Christianity, aiming at the spirit, will abolish the care of the body, but Christianisation will exalt oil as a medicine and even more as a remedy. The barbaric invasions and the demise of the empire led to the dispersion of the Greek-Roman medical texts; medicine survived in monasteries where oil was liturgy, food, light. The Islamic invasion brought back to light the classic texts: the oil is again understood as a potential architect for the harmony between human and plant nature, which is at the base of the teachings of the Medical School of Salerno, dating back to the 10th century. The improved living conditions, the intercultural contacts, the invention of the press, the Renaissance fervour will increasingly refer to the semplici, found in the Botanical Gardens and in the Herbaria studied in the Universities. With the advance of the Renaissance and the split between academic and popular medicine, oil remains unchallenged, whether in the scientific orientation of the former or in the ever more inclined towards the magic-religious dimension of the latter.
At the museum, the path illustrating olive growing begins with the botanical premise concerning the plant, supported by the plates by Adelaide Leoni, illustrator of the CNR (National Research Council), depicting the cultivars found in Umbria. To the same CNR we owe the panels detailing the phases, places and diffusion of olive growing, from the origins to the present. To the Georgofili Academy we owe the reproduction of the precious archive papers that represent the olive tree cultivation, from planting to harvesting; the reproductions are accompanied by actual tools of the trade. To professor Giuseppe Fontanazza we owe the images and notes on the current olive growing trends. Still to the Georgofili belongs the photograph (early 20th century) enlarged as a backdrop, it depicts the harvesting from a millennial olive tree in Apulia. The history of the mill and the presence of typologies – animal and hydraulic traction – are followed by the updating on techniques in use.
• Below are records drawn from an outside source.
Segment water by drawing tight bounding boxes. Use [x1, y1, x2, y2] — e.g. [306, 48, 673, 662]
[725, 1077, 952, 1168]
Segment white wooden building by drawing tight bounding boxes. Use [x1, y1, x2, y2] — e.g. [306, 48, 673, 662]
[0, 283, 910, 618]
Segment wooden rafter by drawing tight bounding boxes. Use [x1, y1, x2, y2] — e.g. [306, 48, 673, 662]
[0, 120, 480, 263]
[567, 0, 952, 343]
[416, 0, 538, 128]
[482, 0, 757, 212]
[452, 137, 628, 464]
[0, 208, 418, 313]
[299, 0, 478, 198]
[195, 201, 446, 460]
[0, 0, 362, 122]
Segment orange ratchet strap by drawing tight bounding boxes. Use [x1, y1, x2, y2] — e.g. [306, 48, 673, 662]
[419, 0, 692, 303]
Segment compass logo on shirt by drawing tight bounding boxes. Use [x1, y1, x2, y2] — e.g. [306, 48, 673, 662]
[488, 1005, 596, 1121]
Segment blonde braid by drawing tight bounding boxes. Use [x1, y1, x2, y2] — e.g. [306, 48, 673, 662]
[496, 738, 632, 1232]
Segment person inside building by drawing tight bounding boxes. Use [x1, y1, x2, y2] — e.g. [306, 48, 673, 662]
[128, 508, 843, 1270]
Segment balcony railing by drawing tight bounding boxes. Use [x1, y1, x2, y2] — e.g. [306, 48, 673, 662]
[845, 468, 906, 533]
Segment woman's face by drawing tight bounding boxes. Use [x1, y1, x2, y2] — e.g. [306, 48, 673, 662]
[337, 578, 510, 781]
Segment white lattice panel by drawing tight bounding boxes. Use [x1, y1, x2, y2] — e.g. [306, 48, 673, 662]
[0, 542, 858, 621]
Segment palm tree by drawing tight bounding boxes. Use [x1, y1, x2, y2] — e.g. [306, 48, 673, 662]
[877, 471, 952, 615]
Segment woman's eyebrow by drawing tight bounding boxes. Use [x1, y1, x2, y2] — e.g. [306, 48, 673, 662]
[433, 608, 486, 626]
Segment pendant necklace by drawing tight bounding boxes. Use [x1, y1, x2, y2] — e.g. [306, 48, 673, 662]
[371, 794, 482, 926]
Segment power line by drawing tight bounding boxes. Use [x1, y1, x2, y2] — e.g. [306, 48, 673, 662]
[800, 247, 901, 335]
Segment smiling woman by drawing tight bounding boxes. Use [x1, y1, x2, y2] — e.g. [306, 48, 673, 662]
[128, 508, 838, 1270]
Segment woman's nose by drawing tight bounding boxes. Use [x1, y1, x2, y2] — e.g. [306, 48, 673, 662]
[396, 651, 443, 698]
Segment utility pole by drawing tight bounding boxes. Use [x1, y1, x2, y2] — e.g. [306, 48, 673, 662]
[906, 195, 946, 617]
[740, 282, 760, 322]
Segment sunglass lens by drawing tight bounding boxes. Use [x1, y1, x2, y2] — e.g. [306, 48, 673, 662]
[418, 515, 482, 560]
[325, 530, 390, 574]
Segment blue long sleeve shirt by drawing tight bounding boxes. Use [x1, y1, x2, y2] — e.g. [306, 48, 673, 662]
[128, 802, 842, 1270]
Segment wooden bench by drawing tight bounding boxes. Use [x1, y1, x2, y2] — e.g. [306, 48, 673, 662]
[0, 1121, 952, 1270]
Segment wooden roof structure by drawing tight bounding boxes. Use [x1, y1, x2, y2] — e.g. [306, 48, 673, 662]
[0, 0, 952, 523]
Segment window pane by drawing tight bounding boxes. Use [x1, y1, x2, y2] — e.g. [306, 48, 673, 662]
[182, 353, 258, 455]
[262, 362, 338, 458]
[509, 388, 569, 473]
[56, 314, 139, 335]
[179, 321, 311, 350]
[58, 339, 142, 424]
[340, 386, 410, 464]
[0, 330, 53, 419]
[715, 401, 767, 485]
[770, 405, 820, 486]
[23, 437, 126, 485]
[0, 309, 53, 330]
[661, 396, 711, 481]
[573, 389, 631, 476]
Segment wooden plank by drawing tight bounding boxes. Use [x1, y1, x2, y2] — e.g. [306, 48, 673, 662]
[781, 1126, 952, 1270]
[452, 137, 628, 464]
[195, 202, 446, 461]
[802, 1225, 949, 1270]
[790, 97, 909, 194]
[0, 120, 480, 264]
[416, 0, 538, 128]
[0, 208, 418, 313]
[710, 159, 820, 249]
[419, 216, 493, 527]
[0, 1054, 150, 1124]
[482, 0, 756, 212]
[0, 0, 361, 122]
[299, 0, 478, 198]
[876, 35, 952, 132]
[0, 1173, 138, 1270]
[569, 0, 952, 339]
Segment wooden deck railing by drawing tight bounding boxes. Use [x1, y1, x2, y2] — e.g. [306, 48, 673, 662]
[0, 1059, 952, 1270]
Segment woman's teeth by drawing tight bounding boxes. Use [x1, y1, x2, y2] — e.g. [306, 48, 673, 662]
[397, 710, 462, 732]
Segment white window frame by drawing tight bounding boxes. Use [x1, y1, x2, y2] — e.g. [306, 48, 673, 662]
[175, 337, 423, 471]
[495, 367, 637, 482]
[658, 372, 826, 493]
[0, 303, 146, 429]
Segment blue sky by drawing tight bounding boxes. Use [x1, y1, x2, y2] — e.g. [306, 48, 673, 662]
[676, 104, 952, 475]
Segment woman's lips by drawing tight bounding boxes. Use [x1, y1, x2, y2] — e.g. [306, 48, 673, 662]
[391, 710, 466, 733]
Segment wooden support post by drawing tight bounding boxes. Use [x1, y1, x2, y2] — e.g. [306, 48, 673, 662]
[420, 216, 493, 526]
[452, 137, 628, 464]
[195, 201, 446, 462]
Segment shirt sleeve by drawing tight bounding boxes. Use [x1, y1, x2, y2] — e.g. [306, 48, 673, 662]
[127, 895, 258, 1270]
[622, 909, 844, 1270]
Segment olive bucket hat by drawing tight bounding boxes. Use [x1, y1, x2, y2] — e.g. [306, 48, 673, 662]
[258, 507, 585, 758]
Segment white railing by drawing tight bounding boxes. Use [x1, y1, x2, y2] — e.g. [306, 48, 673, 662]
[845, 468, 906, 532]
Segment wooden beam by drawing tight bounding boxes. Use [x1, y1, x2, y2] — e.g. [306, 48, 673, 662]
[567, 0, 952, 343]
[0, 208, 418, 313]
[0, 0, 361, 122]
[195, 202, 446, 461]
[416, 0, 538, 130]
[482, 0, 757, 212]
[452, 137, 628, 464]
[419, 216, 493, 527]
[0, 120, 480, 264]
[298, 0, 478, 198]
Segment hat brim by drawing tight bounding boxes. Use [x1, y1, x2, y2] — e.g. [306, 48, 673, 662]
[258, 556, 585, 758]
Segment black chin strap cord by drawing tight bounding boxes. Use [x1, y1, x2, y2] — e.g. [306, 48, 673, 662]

In room VI we find a set of “cabrei”; these are cadastral maps, specifically in use in the 17th and 19th centuries, documenting the land ownership of religious communities or noble families, of which they carry the coats of arms. The documents minutely describe the cultivated typologies, witnessing to the wide diffusion of olive growing in Umbria.
Nella sala VI, un gruppo di “cabrei” (carte catastali, particolarmente in uso nei secoli XVII e XIX, di possedimenti di Comunità religiose o di famiglie nobiliari di cui portano l’arme) reca minutamente descritti i coltivati, testimoniando la frequenza dell’olivicoltura in Umbria.